Bag-1 Protects Nucleus Pulposus Cells from Oxidative Stress by Interacting with HSP70
Kaori Suyama,
Daisuke Sakai,
Shogo Hayashi,
Ning Qu,
Hayato Terayama,
Daisuke Kiyoshima,
Kenta Nagahori,
Masahiko Watanabe
Affiliations
Kaori Suyama
Department of Anatomy and Cellular Biology, Basic Medical Science, Tokai University School of Medicine, 143 Shimokasuya, Isehara 259-1193, Kanagawa, Japan
Daisuke Sakai
Department of Orthopaedic Surgery, Surgical Science, Tokai University School of Medicine, 143 Shimokasuya, Isehara 259-1193, Kanagawa, Japan
Shogo Hayashi
Department of Anatomy and Cellular Biology, Basic Medical Science, Tokai University School of Medicine, 143 Shimokasuya, Isehara 259-1193, Kanagawa, Japan
Ning Qu
Department of Anatomy and Cellular Biology, Basic Medical Science, Tokai University School of Medicine, 143 Shimokasuya, Isehara 259-1193, Kanagawa, Japan
Hayato Terayama
Department of Anatomy and Cellular Biology, Basic Medical Science, Tokai University School of Medicine, 143 Shimokasuya, Isehara 259-1193, Kanagawa, Japan
Daisuke Kiyoshima
Department of Anatomy and Cellular Biology, Basic Medical Science, Tokai University School of Medicine, 143 Shimokasuya, Isehara 259-1193, Kanagawa, Japan
Kenta Nagahori
Department of Anatomy and Cellular Biology, Basic Medical Science, Tokai University School of Medicine, 143 Shimokasuya, Isehara 259-1193, Kanagawa, Japan
Masahiko Watanabe
Department of Orthopaedic Surgery, Surgical Science, Tokai University School of Medicine, 143 Shimokasuya, Isehara 259-1193, Kanagawa, Japan
Bcl-2-associated athanogene 1 (Bag-1) is a multifunctional prosurvival protein that binds to several intracellular targets and promotes cell survival.
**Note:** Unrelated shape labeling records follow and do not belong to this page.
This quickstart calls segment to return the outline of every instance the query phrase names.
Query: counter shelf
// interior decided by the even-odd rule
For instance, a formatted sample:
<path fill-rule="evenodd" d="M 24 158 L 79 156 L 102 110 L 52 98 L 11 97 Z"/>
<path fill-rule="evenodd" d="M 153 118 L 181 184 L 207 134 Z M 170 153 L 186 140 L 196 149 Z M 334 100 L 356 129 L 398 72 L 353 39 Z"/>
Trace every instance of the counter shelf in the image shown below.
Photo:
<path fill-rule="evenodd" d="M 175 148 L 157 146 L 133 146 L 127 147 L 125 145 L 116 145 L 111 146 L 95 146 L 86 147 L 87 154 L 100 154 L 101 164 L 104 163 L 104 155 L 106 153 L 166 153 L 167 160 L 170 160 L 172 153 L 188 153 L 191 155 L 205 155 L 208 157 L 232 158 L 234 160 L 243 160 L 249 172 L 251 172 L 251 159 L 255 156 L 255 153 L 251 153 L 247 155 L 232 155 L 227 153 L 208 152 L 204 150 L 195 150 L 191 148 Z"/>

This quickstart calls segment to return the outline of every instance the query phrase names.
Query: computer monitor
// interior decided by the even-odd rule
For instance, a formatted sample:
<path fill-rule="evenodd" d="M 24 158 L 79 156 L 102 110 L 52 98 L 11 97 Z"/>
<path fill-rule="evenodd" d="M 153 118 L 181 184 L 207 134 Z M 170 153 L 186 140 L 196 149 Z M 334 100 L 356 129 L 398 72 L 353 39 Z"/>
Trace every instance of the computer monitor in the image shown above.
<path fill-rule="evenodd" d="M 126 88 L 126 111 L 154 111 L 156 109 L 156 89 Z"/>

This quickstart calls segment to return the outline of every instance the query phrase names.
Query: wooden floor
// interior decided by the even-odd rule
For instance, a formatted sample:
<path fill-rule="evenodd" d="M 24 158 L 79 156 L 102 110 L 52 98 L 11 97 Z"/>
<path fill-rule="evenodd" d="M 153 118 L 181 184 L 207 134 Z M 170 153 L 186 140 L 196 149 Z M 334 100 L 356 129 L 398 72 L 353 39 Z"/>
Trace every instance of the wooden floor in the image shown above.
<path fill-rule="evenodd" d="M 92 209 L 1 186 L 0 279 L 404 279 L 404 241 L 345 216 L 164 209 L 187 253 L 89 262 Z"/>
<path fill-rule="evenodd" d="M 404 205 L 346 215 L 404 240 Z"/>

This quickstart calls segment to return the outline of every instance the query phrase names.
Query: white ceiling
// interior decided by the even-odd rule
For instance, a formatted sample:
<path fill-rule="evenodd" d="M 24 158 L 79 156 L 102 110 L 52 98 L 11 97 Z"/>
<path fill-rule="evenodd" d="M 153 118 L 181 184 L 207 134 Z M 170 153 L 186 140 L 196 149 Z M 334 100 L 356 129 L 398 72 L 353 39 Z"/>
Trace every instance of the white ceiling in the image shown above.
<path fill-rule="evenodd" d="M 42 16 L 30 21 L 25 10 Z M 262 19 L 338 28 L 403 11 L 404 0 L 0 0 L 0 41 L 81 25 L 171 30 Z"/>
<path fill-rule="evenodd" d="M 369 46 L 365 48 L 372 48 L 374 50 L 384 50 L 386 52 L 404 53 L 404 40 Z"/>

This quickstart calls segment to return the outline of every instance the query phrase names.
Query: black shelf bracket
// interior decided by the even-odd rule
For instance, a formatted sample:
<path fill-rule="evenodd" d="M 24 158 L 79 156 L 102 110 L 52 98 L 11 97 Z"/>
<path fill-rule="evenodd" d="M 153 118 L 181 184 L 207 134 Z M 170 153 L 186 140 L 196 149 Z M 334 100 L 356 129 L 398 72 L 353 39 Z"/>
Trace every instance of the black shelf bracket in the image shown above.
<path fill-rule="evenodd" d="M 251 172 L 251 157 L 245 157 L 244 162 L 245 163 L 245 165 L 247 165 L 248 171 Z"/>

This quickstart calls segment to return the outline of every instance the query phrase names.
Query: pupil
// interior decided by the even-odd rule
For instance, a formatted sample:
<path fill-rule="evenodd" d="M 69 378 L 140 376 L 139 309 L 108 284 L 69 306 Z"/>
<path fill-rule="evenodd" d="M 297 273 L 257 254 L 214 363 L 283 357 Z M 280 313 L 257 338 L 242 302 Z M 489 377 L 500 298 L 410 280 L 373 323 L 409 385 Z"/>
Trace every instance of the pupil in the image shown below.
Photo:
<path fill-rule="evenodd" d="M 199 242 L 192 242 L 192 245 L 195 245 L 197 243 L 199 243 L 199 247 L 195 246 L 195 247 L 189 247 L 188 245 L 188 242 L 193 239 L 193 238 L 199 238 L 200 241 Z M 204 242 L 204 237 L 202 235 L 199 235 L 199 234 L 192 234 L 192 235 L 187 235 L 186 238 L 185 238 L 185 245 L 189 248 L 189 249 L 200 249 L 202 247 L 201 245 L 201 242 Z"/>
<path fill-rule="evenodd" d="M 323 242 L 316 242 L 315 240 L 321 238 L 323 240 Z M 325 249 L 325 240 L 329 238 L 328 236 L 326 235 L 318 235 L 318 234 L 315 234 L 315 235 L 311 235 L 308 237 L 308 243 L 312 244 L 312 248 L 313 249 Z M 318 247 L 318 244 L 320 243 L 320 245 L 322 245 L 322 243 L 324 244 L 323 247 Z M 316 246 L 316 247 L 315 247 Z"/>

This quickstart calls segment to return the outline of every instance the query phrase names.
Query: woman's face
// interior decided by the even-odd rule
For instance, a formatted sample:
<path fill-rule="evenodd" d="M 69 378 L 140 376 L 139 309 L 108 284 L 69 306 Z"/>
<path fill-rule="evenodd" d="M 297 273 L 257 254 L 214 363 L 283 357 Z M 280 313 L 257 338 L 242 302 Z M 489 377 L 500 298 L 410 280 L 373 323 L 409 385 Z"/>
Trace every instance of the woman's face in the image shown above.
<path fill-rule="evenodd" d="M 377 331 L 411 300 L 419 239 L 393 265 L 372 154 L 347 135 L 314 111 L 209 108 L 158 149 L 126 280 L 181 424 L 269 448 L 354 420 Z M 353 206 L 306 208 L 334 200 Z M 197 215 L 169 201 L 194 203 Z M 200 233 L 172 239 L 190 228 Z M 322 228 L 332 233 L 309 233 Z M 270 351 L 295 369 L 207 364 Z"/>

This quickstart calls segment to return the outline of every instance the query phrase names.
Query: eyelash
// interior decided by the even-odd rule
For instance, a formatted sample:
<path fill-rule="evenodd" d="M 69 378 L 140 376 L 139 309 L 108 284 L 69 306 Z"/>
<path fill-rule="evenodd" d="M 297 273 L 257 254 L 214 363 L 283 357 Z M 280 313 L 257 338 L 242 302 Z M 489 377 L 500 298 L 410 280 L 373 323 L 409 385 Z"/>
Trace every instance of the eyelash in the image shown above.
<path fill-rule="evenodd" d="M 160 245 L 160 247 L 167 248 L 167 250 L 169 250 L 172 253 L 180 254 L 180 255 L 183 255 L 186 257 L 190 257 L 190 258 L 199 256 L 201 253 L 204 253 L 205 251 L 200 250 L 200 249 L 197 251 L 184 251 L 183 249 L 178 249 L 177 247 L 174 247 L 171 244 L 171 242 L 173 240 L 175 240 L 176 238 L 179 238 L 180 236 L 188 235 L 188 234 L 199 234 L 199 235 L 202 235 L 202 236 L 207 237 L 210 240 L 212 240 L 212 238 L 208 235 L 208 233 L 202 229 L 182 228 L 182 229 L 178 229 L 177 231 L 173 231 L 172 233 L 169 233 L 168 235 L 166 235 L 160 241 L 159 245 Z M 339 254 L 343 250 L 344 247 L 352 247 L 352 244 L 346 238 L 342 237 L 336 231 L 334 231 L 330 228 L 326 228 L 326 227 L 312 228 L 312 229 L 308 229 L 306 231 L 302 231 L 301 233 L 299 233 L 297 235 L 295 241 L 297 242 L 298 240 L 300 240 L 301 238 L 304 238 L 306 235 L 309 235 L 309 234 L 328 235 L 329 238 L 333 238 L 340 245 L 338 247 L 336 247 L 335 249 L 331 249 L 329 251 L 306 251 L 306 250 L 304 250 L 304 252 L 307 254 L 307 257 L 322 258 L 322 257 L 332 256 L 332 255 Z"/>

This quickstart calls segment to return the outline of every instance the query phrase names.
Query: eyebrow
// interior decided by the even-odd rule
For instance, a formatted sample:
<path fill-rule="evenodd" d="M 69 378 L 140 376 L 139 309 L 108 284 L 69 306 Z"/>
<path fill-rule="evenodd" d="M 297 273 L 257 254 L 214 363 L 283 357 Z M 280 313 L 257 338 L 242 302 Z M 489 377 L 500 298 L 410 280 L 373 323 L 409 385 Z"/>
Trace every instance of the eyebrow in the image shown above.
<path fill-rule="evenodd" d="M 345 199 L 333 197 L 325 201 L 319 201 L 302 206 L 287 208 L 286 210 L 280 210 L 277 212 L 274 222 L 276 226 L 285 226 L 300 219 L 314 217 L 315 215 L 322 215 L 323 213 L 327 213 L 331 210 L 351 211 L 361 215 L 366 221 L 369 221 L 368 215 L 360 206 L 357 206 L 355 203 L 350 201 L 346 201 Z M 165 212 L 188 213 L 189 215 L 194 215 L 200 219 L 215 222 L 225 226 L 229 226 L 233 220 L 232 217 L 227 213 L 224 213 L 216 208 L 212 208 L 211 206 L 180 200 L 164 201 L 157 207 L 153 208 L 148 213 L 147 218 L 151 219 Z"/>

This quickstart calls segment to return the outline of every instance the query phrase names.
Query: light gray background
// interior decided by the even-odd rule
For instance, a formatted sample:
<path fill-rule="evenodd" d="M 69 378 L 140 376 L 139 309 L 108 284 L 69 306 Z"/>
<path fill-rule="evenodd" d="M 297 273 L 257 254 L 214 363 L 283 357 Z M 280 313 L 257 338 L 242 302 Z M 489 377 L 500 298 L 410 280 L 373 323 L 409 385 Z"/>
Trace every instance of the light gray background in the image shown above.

HSP70 and Raf-1 are important targets of Bag-1; however, the protective function of Bag-1 in nucleus pulposus (NP) cells remains unclear. In this study, we determined the effects of Bag-1 on NP cells under oxidative stress induced by treatment with hydrogen peroxide (H2O2). We found that Bag-1 was bound to HSP70, but Bag-1–Raf1 binding did not occur in NP cells. Bag-1 overexpression in NP cells enhanced cell viability and mitochondrial function and significantly suppressed p38/MAPKs phosphorylation during oxidative stress, although NP cells treated with a Bag-1 C-terminal inhibitor, which is the binding site of HSP70 and Raf-1, decreased cell viability and mitochondrial function during oxidative stress. Furthermore, the phosphorylation of the ERK/MAPKs was significantly increased in Bag-1 C-terminal inhibitor-treated NP cells without H2O2 treatment but did not change with H2O2 exposure. The phosphorylation of Raf-1 was not influenced by Bag-1 overexpression or Bag-1 C-terminal binding site inhibition. Overall, the results suggest that Bag-1 preferentially interacts with HSP70, rather than Raf-1, to protect NP cells against oxidative stress.